As she plans, her overarching goal is to make lunches “as easy as possible and as healthy as possible.” She thinks about how that school lunch isn’t “just one meal”–it’s going to fuel her kids throughout the day. She points to studies that have shown the connection between healthy food and better learning. She’s also motivated by keeping her kids from getting sick. The kids’ last doctors’ appointment was a well visit and the doctor marveled at the fact that he hadn’t seen them all winter during the cold and flu season. That good health is what motivates Tracey as she assembles lunches.
When she prepares the food, she says “it’s really important to involve the kids.” They help make smoothies. They know how to work the juicer. They help measure ingredients for healthy baked goods, and Tracey talks with them about ingredients while they bake, explaining, for instance, why she is using whole wheat flour instead of all purpose. Instead of hiding vegetables in food, Tracey always lets them know what ingredients are going into the cooking project. Then, she says, “they know they’re eating spinach in a smoothie and it tastes pretty good!” Getting them to help also means they’re more willing to eat the end product.
Involving them has its limits, though, and Tracey does not often take the kids shopping with her. But when she does, she lets the kids pick out a new fruit or vegetable they’ve never tried before–then they start asking about it when they get home, clambering to try it. And while she doesn’t sit down with them to do the lunch planning, she makes things she knows they will like.
Eating real food began as a way to help her own family. In 2006, right before her son was born, Tracey started getting into nutrition. She wondered why Americans are seeing allergies and diseases like we’ve never seen before. She began to look at our food systems.
In 2007, when her son was born, she dug even deeper, motivated by wanting to nourish her new child. Watching Food, Inc. made her angry about all the food additives that people don’t know about.

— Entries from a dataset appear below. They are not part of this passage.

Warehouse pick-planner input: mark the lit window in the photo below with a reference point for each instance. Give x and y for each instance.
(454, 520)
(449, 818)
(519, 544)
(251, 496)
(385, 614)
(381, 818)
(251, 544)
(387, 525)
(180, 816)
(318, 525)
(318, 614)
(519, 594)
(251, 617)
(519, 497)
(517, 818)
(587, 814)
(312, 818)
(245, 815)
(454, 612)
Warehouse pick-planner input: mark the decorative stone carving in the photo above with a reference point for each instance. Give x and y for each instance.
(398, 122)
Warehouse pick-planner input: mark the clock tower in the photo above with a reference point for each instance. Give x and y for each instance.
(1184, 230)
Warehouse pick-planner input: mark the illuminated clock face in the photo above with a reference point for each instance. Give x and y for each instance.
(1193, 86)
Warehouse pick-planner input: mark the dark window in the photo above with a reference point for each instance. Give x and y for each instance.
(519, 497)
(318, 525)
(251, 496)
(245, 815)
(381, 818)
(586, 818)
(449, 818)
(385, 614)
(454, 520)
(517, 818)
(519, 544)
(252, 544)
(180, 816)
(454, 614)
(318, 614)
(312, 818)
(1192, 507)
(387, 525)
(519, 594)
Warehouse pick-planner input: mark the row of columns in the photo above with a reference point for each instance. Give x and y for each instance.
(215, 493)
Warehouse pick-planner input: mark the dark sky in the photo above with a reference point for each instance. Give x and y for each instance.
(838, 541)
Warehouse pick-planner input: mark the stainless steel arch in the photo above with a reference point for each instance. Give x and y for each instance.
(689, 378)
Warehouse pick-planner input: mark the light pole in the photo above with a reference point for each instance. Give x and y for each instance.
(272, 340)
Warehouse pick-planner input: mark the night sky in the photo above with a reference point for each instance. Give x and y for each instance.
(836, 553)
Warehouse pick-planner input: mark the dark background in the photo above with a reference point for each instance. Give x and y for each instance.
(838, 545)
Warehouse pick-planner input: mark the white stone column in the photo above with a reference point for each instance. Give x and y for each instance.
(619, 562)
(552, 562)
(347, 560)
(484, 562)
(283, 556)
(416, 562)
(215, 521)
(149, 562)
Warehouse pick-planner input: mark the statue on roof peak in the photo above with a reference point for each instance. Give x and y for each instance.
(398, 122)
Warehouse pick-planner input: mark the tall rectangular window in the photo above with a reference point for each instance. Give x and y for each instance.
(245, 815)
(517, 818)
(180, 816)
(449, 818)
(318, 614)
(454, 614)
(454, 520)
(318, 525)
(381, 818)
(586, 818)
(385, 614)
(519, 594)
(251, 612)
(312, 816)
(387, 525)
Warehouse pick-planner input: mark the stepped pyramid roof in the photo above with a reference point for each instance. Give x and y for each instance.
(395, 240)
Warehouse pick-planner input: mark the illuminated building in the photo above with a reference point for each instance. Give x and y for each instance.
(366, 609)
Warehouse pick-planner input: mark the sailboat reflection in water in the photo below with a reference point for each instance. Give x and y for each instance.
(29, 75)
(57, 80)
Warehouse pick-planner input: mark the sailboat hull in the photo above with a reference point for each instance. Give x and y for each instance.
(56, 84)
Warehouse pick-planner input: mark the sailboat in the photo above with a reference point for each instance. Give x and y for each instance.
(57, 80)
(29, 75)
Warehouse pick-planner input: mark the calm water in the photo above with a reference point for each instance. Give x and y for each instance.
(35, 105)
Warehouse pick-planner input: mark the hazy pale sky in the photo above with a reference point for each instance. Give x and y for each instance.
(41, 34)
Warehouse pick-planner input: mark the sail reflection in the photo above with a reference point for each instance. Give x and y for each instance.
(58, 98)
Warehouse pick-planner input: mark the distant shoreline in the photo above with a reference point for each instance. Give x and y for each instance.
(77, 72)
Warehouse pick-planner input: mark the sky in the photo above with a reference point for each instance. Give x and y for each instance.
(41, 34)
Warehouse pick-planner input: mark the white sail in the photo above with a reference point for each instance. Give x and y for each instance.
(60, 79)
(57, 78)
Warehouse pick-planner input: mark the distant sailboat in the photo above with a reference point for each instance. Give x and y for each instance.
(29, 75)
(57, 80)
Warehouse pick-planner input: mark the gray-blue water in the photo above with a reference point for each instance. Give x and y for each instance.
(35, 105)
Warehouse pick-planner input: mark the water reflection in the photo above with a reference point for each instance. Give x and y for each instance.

This year, when her son and daughter both started school, she realized she had the time and motivation to look outward and educate people on food issues. She started her business, which began as a blog, in January 2015. Then she branched out into coaching services. She helps people clean out their pantries. She provides grocery tours, educating them as they go to the store. She teaches cooking classes, like the one she led this summer at Weaver’s Orchard. Her husband provides the tech knowledge.
Her mission: Help people get healthy without fad diets, by getting as close to nature as possible to heal from diseases and obesity. Getting an early start on this for your kids is part of the reason to beat the lunch-planning blues and find creative real-food solutions.